Ariane Mora is a computational biologist and machine learning researcher specializing in the development of AI-driven methods for enzyme engineering. Ariane Mora’s training bridges molecular biology, AI, and software engineering.
Ariane Mora - Starting Principal Investigator
Ariane Mora = Impact-Driven + Climber + Australian + Open-Source Enthusiast + Collaborative
Ariane Mora is a computational biologist and machine learning researcher specializing in the development of AI-driven methods for enzyme engineering. Her interdisciplinary career integrates synthetic biology, open-source software development, and high-throughput experimentation to uncover and reprogram biological function across diverse systems. As a Schmidt Science Fellow at the California Institute of Technology, her research focused on harnessing machine learning to accelerate enzyme discovery and design for bioremediation. As a PI at AITHYRA, she combines her PhD work using unsupervised models to understand development and disease with her postdoctoral work in enzyme engineering to build an interdisciplinary research group at the interface of ML and biology.

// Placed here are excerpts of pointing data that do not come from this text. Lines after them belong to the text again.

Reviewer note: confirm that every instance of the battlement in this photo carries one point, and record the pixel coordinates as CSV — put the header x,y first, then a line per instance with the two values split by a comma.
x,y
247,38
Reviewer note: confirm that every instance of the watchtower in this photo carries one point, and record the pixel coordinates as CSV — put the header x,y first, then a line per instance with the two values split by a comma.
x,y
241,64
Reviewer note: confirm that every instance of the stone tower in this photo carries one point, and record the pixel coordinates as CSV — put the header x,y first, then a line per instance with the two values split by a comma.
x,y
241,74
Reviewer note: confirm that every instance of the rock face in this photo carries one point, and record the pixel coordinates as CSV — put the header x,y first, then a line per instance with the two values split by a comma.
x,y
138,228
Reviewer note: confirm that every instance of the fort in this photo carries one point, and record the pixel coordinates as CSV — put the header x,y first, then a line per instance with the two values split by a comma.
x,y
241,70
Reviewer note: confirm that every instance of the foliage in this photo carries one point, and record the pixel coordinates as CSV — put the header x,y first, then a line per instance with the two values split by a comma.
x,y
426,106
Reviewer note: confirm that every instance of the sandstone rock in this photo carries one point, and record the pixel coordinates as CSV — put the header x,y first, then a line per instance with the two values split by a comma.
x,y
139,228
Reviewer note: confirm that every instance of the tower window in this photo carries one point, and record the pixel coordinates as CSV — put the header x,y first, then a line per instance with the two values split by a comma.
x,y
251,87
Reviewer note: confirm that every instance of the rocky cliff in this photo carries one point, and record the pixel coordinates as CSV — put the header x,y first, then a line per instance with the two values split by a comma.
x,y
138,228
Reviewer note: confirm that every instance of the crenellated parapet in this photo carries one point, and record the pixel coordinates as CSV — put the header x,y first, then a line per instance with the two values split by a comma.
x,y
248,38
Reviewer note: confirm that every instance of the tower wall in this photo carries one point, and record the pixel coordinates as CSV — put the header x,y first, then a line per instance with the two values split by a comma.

Dr. Mora completed her Ph.D. at The University of Queensland (UQ), Australia, in 2023. Her thesis developed machine learning frameworks to model the dynamics of chromatin state and cell fate transitions, including a research collaboration with the MRC Cancer Unit at the University of Cambridge. She holds a First-Class Honours degree in Electrical and Computer Engineering (B.E., UQ) and completed an exchange at the National University of Singapore. Her training bridges molecular biology, AI, and software engineering.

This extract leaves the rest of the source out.